Site information
- Code: C-8
- Owner: Private
- Controlled by: Royal Canadian Air Force
- Condition: Partially demolished, also repurposed

Location
- CFS Senneterre
- Coordinates: 48°21′43″N 77°13′22″W﻿ / ﻿48.36190°N 77.22271°W

Site history
- Built: 1950
- Built by: Royal Canadian Air Force
- In use: 1953-1988

Garrison information
- Garrison: 34 AC&W Squadron

= CFS Senneterre =

Radar station in Quebec, Canada

CFS Senneterre, initially called RCAF Station Senneterre prior to 1967, was a long-range radar and Ground Control Intercept station, part of the Pinetree Line radar defence network, situated 40 mi north of Val-d'Or, Quebec. Situated atop Mount Bell, east of the town of Senneterre, Quebec, construction started in 1950. By 1953 the 34 AC&W Squadron became operational. From 1968 to 1973 Senneterre was the backup to CFB North Bay, the regional command post; in the event it was incapacitated by a nuclear strike, Senneterre was designated an Alternative Command Post (ALCOP). In 1988 the station was deemed no longer necessary as a long-range radar, and closed.

== Post closure ==
After closure in 1988 some of the facilities were sold to private interests.
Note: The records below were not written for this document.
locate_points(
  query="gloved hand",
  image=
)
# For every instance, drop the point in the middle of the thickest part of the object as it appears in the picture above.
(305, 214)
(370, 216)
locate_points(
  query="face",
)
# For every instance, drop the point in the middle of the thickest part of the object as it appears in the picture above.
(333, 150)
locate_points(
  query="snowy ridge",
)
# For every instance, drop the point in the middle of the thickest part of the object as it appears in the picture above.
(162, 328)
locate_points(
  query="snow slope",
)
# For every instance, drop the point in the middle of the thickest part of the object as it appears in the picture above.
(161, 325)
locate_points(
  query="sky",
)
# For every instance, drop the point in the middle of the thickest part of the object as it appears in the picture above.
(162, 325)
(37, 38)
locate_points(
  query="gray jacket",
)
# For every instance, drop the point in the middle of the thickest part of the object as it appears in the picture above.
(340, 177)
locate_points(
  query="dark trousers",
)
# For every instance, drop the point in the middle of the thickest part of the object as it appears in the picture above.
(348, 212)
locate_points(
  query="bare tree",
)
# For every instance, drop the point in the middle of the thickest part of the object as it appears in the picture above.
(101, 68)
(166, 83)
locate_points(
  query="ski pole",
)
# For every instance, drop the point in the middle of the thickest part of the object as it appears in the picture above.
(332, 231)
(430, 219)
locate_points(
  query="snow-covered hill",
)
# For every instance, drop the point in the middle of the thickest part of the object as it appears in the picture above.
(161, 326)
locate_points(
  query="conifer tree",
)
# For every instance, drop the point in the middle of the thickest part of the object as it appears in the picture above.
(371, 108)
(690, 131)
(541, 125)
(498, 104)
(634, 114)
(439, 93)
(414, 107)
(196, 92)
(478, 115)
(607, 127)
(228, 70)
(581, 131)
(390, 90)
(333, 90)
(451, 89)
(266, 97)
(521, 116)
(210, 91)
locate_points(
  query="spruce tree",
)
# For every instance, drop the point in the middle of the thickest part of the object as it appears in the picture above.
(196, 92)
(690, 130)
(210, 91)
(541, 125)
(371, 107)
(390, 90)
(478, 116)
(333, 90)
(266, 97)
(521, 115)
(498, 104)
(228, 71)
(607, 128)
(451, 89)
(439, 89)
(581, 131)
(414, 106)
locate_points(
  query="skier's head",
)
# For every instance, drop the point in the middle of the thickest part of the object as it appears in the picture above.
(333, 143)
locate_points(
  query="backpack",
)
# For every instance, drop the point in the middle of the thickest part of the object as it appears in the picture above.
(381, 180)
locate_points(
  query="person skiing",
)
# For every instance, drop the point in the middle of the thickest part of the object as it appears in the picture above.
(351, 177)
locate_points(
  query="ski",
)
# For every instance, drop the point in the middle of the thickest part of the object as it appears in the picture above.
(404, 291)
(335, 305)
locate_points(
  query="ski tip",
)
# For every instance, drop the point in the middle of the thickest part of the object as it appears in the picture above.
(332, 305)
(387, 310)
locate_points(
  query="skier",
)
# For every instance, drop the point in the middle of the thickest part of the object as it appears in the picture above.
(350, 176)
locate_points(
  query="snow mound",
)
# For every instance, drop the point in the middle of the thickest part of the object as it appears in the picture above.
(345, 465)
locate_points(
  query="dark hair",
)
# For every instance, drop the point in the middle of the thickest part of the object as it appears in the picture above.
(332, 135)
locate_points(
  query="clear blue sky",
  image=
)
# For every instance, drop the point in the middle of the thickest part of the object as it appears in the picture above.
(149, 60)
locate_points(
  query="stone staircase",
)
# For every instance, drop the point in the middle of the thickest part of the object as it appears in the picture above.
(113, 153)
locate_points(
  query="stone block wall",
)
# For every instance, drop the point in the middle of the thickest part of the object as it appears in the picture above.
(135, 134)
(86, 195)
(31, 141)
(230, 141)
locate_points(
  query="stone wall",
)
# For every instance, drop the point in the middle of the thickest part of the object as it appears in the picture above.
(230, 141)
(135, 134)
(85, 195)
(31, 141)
At the operations site:
- Telebec purchased the southmost radar building and erected a cell phone tower .
- The height finder building has been demolished for unknown reasons.
- The operations building was demolished after a fire in the early 1990s.
- The SAGE Annex is intact and privately owned.
- The northmost standing radar building is intact and privately owned.
- The TX and RX communications buildings have been repurposed by a local firearms club as indoor target ranges.